Article originally published by EducationDive
To an outsider looking in, the K12 space appears to be one that avoids change and sticks to what is tried and true. Little do they know how dynamic this sector is and the large scale changes that may be coming its way. A number of issues are on the horizon ready to shape K12 over 2016. From intense budget crunches to unique changes in learning plans for individual students, here are a few of the trends affecting K12:
Budget Crises in Urban Districts
Across the United States there are school boards in urban districts that are looking down the barrel at severe lacks of funding, and there seems to be no clear solution to the problem. In Pennsylvania, a state budget impasse (which many generous teachers reacted to by offering to work for free) is moving towards a more extreme situation where Philadelphia School Superintendent William Hite predicts that some schools will have to shut down due to lack of funding. Through this impasse there has been approximately $900 million in borrowing by Pennsylvania school districts to allow them to get by, and Philadelphia isn’t the only one in trouble unfortunately. Chicago faces a potential teacher walkout over unresolved contract negotiations from last summer. In Washington, legislators’ education fines totaled $5.2 million this past October, and continue to add up due to $100,000 in daily fines imposed by order of the state’s Supreme Court. These issues don’t currently have an end in sight and without action, can only become worse.

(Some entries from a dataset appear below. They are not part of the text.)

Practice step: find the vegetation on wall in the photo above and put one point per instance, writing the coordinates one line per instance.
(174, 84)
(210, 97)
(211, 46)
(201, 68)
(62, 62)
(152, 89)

Personalized Learning Plans
The state of Vermont is currently a leader in the movement for personalized learning plans (PLPs), and they have recently mandated the creation of PLPs for all public school students in grades 7-12. The idea behind PLPs is to put students at the centre of the construction of their own learning experience—which has been shown to lead to better engagement and better outcomes. A study done by the Melinda Gates Foundation found that students from 62 different public charter and district schools “made gains in mathematics and reading over the past two years that were significantly greater than a comparison group made up of similar students selected from comparable schools.” Through programs like Big Picture Learning, digital learning platforms, and the advent of 1:1 device-to-student-ratios there has been increased promotion of individualized learning. A major advocate for this form of teaching is Mark Zuckerberg. He writes, “In a personalized learning classroom, technology frees up time for teachers to do what they do best: teach students in small groups and customize instruction.”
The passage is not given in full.